Human Action Recognition Based on Improved Two-Stream Convolution Network
Round 1
Reviewer 1 Report
In this paper, authors proposed an improved two-stream convolution network. The recognition mode of single frame of spatial stream is changed to multi-frame image recognition byusing BiGRU network, which solves the shortcomings of many existing neural network in the perception of action appearance coherence features.The theory of the paper is correct, the structure is rigorous, and the experiment is sufficient.
My suggestions are as following:
- In introduction, and section 2.2, Please explain why you use attention mechanism SimAM;
- Figure 3, and Figure 6 are classical figures of original algorithms, please re-draw or cite them when use them in your paper.
- In formula 13~17, please explain the meaning of left arrow, right arrow, wavy sign on symbol.
- Please check formula 17.(between line 320 and 321)
- In line 387, how many repeated experiments which you get Figure 10.
- Section 4.3. Results of experiments and analysis, maybe it is better to divided into just 3 parts, “Ablation experiments”,“Comparative experiment”,“Experimental overall analysis”.
- Applied Science is one excellent journal, there are many excellent related papers, please study and cite them.
Author Response
Please see the attachment.
Author Response File: Author Response.docx
Reviewer 2 Report
The paper has presented the improved version of two-stream CNN with the improved comparative results. However, the following issues need to be addressed in the revised version.
- In the abstract (line 5), the author has mentioned that the paper has utilized the strong mining capabilities of BiGRU. What are those strong mining capabilities and how they have been utilized are not clearly presented in the paper?
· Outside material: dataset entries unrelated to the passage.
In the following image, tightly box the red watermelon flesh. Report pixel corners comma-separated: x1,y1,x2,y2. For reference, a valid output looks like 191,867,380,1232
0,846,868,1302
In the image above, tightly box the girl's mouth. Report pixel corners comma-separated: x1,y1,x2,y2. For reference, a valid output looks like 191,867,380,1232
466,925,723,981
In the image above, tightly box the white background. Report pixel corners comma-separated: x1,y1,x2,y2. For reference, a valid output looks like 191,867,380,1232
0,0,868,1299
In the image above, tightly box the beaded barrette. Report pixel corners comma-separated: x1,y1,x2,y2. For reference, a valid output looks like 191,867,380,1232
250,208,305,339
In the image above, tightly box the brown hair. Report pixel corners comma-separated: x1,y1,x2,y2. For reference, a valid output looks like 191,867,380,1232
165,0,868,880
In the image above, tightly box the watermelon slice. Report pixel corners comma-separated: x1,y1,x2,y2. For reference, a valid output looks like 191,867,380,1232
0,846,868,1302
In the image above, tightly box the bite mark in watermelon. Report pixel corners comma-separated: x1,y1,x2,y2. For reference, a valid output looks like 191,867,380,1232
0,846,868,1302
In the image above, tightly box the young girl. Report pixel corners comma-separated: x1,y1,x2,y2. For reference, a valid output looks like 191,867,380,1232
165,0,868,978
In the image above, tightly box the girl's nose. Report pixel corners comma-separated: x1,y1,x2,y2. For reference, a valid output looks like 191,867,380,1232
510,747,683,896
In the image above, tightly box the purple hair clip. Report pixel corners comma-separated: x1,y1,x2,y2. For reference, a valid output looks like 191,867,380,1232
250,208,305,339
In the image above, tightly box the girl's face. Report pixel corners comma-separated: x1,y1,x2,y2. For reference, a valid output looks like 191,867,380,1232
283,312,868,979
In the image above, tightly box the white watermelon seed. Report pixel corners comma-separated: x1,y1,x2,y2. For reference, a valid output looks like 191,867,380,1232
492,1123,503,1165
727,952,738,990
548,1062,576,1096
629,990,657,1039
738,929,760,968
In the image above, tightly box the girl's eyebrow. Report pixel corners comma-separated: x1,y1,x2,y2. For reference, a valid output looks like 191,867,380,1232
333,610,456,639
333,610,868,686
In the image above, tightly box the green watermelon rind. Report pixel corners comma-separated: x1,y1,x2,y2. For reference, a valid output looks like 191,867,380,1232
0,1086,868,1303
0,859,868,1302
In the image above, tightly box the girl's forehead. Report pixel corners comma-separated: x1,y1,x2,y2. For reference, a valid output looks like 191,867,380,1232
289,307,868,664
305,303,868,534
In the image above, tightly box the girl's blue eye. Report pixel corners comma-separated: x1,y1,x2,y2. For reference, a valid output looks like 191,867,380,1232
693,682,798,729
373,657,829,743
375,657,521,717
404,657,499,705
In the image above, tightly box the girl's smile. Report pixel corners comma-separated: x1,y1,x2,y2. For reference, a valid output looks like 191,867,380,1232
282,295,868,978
- In the introduction section (lines 92-93), as a contribution to the paper, the author has claimed that the proposed structure can well solve the shortcoming of the original network and will provide the possibility for more complex fuzzy recognition tasks as an argument. But, there has no clear justification for this argument. This appears as the author's assumption as the contribution.
- In Section 2.2 (line 116), the attention mechanism is presented. My suggestion is present the attention mechanism in detail describing what is it, and how it is beneficial?
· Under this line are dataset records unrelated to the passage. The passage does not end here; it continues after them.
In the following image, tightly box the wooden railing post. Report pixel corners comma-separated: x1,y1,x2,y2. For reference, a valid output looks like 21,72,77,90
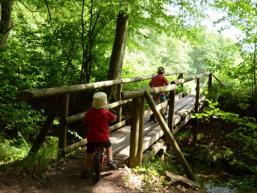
208,73,212,93
28,97,60,157
116,83,122,122
58,94,69,157
168,90,176,133
178,73,184,88
193,78,200,143
137,97,145,165
129,98,140,168
145,91,194,180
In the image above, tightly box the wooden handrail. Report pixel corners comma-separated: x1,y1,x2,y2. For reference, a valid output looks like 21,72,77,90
17,73,177,101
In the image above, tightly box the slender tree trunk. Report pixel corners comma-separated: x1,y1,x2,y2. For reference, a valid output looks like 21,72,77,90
107,12,128,98
253,41,257,94
107,13,128,80
0,0,13,49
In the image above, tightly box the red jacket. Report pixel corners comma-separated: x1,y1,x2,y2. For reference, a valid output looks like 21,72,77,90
82,108,116,142
149,74,169,87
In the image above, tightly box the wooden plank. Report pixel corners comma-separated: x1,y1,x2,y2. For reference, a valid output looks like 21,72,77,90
145,91,194,180
17,73,177,101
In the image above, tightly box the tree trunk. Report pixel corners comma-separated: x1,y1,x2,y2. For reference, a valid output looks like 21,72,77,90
0,0,13,49
107,12,128,99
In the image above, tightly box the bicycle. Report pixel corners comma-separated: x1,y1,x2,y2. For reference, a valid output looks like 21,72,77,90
90,144,106,183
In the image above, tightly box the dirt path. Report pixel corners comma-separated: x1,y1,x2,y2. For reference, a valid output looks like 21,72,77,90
0,159,134,193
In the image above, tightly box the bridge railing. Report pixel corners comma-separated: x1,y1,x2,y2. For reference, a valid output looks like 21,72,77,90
18,73,212,162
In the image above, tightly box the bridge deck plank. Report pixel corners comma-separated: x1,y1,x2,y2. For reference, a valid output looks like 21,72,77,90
75,95,203,162
110,95,195,160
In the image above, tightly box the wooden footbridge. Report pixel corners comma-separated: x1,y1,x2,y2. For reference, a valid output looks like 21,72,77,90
18,73,216,179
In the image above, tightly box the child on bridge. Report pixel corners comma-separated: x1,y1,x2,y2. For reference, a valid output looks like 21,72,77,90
149,67,169,121
81,92,117,177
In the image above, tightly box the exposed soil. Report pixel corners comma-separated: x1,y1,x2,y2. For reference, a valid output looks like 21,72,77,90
0,154,204,193
0,116,254,193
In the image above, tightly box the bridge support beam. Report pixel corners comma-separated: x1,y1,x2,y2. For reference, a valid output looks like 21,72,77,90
145,91,194,180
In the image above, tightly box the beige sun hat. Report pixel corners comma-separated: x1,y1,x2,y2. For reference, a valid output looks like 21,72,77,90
92,92,108,109
157,66,165,74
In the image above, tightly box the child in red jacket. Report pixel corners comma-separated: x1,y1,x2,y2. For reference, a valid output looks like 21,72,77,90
149,67,169,104
82,92,117,176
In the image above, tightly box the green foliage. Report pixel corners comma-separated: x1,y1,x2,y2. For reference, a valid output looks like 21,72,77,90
196,101,257,173
133,159,171,192
0,138,30,165
208,80,249,116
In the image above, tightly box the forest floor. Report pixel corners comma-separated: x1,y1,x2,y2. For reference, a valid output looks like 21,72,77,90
0,153,204,193
0,117,255,193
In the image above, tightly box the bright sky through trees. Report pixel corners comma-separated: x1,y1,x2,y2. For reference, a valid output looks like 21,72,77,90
202,8,244,41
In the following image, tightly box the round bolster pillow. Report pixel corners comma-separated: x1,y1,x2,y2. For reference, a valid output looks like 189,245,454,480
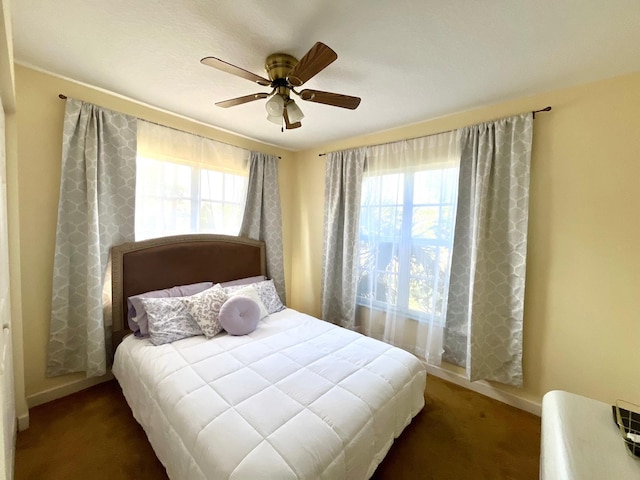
218,295,260,335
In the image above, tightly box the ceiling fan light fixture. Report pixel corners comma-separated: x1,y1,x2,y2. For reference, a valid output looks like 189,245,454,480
287,100,304,123
265,95,284,117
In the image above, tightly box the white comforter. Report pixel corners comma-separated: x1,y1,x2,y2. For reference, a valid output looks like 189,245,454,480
113,309,426,480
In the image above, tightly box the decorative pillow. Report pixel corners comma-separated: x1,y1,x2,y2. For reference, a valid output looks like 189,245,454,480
229,285,269,320
220,275,267,287
220,295,260,335
127,282,213,336
225,280,287,314
140,297,202,345
182,284,227,338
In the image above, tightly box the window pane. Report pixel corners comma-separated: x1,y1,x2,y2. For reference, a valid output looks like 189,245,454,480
411,206,440,239
379,206,402,238
136,157,247,240
200,170,224,201
358,168,458,321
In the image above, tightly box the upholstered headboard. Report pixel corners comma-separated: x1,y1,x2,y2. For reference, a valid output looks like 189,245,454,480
111,234,266,349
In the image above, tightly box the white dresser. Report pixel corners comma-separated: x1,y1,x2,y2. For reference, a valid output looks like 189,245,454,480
540,390,640,480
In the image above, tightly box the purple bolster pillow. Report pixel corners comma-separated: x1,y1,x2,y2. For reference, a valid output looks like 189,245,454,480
218,295,260,335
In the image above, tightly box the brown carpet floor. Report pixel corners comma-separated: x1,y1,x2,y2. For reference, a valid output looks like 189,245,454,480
15,376,540,480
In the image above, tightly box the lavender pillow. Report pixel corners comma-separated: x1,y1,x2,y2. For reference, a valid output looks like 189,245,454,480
127,282,213,336
223,280,287,314
225,285,269,320
220,275,267,287
218,295,260,335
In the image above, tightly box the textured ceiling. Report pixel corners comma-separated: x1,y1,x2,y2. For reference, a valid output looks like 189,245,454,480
11,0,640,150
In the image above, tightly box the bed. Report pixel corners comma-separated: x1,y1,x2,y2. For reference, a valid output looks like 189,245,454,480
112,235,426,480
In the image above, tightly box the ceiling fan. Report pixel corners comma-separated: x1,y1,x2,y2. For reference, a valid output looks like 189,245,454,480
200,42,360,130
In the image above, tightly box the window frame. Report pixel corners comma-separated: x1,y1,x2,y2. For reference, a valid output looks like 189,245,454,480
356,164,459,323
135,155,249,240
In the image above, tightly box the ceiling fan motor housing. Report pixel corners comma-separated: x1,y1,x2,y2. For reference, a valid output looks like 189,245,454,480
264,53,298,82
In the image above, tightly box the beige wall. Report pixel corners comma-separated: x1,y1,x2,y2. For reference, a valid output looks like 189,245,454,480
16,66,292,404
16,62,640,403
288,73,640,403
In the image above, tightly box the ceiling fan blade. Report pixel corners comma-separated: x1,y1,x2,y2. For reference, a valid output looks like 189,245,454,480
300,89,360,110
287,42,338,87
216,92,269,108
283,108,302,130
200,57,271,87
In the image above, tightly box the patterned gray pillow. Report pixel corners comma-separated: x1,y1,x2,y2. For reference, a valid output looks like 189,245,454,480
225,280,287,314
140,297,202,345
182,284,227,338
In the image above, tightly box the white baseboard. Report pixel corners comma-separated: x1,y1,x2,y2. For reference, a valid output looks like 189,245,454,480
426,365,542,417
27,372,114,408
18,412,29,432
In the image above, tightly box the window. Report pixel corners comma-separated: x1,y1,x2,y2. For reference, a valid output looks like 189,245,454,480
136,157,247,240
136,120,249,240
357,166,458,321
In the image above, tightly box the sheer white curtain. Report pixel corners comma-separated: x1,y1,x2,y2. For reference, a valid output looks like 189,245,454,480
356,132,460,365
136,120,250,240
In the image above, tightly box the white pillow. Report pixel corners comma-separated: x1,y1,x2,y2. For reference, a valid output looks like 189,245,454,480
182,284,227,338
229,284,269,320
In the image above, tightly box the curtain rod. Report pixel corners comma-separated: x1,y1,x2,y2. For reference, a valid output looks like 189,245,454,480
318,107,551,157
58,93,282,160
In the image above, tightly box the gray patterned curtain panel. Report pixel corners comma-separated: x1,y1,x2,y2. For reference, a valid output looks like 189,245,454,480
322,148,366,329
240,152,286,304
47,99,136,377
443,113,533,386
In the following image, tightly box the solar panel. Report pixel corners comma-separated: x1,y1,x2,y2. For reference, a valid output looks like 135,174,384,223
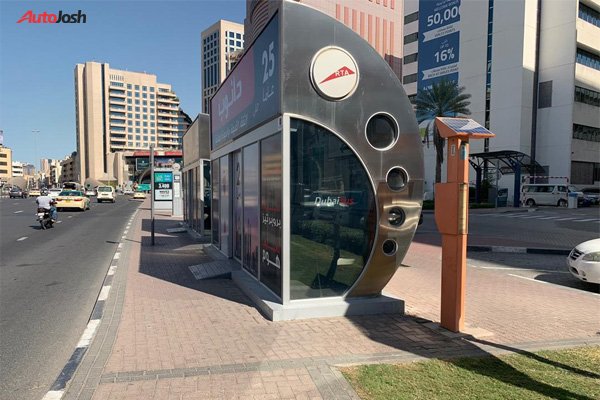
438,117,492,135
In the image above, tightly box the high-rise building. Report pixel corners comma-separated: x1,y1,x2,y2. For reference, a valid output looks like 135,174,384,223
403,0,600,188
12,161,24,177
244,0,403,78
0,144,12,185
75,62,185,184
201,20,244,113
- In figure 2, a three-stream of input is presented in a spatial stream network. How these streams are different from each other in feature. extraction?
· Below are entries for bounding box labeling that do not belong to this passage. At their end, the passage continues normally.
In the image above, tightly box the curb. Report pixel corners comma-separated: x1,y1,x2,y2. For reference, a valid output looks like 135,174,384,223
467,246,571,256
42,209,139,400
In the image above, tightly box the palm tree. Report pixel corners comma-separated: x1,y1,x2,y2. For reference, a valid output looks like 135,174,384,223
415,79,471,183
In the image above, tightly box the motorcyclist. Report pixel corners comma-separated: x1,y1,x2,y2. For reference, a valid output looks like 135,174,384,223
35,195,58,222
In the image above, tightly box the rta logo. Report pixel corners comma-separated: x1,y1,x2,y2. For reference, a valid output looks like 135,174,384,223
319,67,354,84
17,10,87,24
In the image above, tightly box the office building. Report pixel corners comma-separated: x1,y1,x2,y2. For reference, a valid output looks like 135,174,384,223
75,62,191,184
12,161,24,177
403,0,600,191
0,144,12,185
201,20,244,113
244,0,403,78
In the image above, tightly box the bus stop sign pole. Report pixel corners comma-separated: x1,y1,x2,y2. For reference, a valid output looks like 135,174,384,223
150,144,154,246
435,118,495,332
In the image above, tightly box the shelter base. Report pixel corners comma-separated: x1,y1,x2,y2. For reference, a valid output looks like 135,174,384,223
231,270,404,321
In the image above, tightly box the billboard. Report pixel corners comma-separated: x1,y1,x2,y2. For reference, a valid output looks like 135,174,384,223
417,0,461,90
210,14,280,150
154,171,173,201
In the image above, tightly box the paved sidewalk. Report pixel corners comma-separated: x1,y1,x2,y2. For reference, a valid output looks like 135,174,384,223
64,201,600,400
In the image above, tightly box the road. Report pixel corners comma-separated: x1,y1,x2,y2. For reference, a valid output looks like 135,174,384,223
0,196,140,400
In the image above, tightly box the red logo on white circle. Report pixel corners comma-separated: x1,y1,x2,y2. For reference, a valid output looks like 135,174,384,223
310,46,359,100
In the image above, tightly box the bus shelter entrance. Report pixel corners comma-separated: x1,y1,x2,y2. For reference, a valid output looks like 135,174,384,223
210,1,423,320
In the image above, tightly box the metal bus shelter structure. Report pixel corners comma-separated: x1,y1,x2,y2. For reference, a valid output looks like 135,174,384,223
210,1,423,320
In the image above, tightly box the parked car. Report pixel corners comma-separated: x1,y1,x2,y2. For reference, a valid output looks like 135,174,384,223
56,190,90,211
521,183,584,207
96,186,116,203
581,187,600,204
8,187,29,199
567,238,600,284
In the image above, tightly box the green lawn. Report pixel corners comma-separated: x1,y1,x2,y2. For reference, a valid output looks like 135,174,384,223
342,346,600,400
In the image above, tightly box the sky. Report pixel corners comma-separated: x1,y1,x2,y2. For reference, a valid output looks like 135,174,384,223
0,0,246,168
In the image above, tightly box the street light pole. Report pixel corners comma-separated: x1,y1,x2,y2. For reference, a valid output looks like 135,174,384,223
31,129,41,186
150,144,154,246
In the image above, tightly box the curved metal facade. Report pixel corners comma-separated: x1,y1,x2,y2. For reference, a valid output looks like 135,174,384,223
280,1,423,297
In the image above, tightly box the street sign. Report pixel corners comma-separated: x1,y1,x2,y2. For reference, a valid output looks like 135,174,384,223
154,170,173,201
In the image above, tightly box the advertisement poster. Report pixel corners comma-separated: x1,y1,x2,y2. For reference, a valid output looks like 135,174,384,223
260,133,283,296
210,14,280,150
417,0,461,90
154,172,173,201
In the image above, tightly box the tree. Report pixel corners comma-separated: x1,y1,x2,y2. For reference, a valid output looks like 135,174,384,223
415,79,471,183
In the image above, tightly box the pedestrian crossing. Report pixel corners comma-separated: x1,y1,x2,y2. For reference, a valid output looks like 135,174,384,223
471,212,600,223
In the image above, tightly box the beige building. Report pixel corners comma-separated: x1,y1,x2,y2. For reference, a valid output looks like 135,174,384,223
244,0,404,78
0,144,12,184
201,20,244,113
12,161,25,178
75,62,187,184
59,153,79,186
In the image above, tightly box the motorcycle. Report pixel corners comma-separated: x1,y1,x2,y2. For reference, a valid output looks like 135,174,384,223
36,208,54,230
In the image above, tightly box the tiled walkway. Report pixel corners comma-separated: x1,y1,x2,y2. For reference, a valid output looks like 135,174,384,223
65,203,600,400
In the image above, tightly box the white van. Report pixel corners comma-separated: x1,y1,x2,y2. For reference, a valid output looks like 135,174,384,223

- In line 213, Yang et al. .., reference is missing in the statement.
- In line 222, clarification and explanation are required on why the small energy of each neuron is more important?
- In section 4 (line 261), clarification and explanation are required to understand more about "several independent repeated experiments". What are they, and how different they are from each other?
- The author has presented 5 datasets but used only two datasets because of hardware limitations (line 306), What is the hardware limitation of the three left out datasets?
- In line 360, the author claimed satisfactory result, which is vague to understand what is the satisfactory level is?
- The contribution of the paper is weak at the moment in the conclusion section in relation with the summary.
Author Response
Please see the attachment.
Author Response File: Author Response.docx
Round 2
Reviewer 2 Report
The revised version has addressed the issues I have raised.